There is one thing that makes me wonder about any new CSS book coming out – will it be of any real use to me? I’ve learned one thing (the hard way) – all the knowledge about HTML and CSS you can get from books makes the design work really nicely in all modern browsers. Still, when it comes to the most popular browser you will have to learn it all by yourself.
After almost two years of developing standards based layouts I can produce code that is working straight away in FF, Opera, Safari. Still, once I open IE6 I can never be sure what the result will be.
Please tell me this – is this another book telling me how CSS should work or is it perhaps showing me how it really works today?
He tells you both, although he has more emphasis on how it should work, as that’s the way you should learn it. He does teach you a few hacks though, but nothing you wouldn’t be able to find on the web.
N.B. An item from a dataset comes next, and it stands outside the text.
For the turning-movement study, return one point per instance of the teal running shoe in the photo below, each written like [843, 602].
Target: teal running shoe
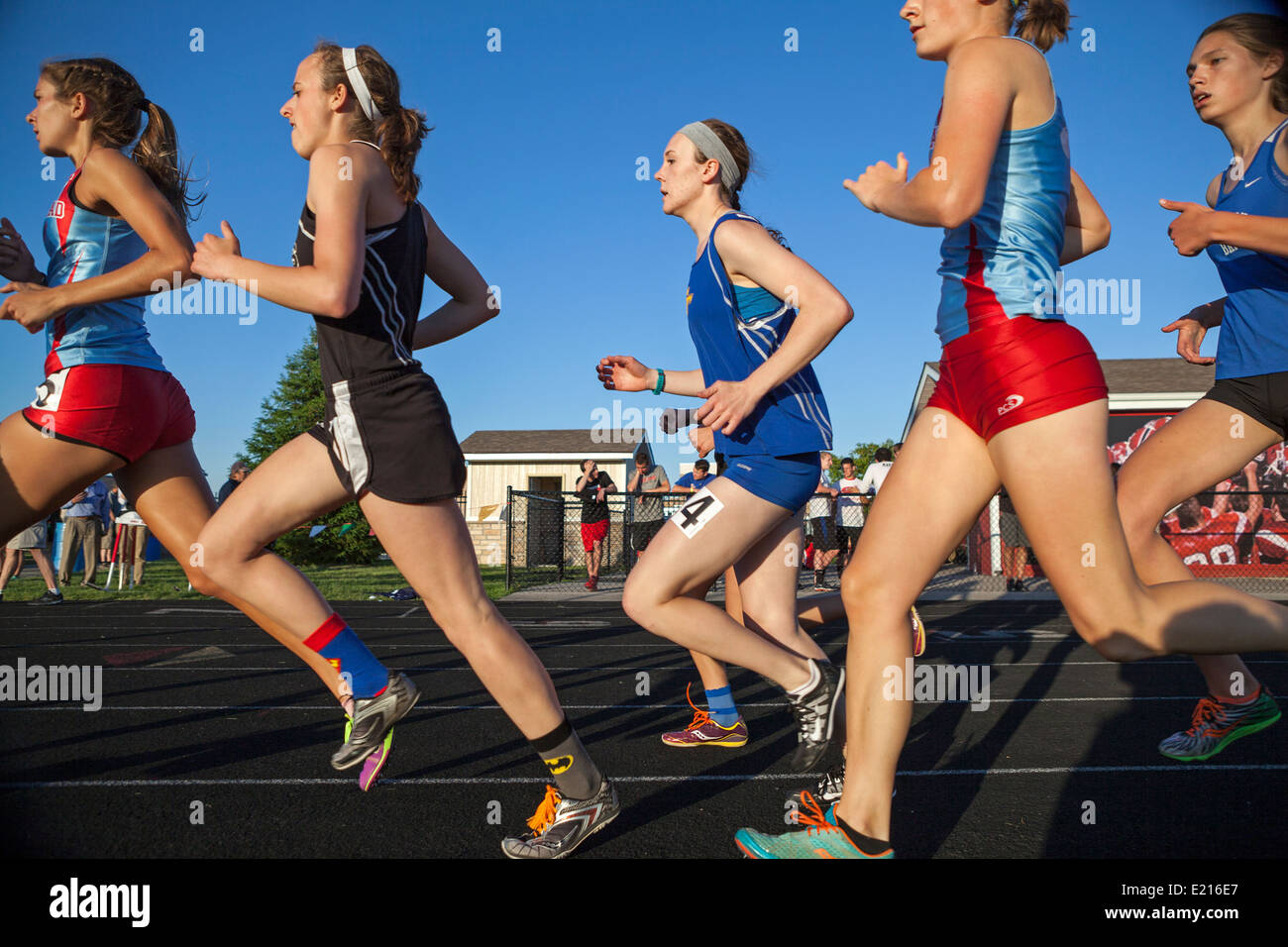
[1216, 724]
[819, 839]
If all you want to learn is how to code for IE as well, I’d suggest finding another book which is somewhat more high level.
I like the idea of “one” book, but I too, have suffered long and hard to realize there is a huge pile of “gotchas”, esp. for one browser that had a 5 year hiatus in development recently.
I would have liked to sample the first chapter or so on Amazon, but it wasn’t available… :-(
For me, if I was writing such a book, it would need to cover all the important bits, including how CSS integrates with every other aspect of the browser.
E.g. Day 1.
a.) Use a valid Doctype. You can argue till you are blue in the face as to why you may not want this, but your life will be 10x easier developing for Internet Explorer if you set this. (even a 4.01 transitional)
b.) Quirks vs. Strict Mode Rendering.
c.) IE7 broke as much as it fixed. Try printing in Quirks mode, you can’t! (refer to (a), yet another reason to set a doctype)
d.) Develop in a Mozilla Based Browser (e.g. Firefox). Not trying to be snotty, but again, professional developers choose Firefox for a reason, it will save you pulling out all your hair.
e.) Box Model. The good (W3C, Mozilla, Safari, Konq, Opera, & IE7 in Standards mode), the bad (any other IE version/mode), and the ugly (IE 5.x on the Mac)
f.) Develop to the Standards, add hacks as required for IE.
g.) Now, the reference… all selectors, properties, etc. with good notes on the things that work/fail in which browser. e.g. don’t bother trying to set the border color of a select list in IE. PNG is truly great, but only version 7 of IE supports transparency, the gamma in version 7 is wrong, and version 7 does not support alpha in PNG in favicons.
CSS: The Missing Manual by David Sawyer Farland is a great book too. I’d say it’s aimed at novice and intermediate CSS developers. It includes information on IE bugs/hacks as well as other useful information. It’s very well written and easy to understand.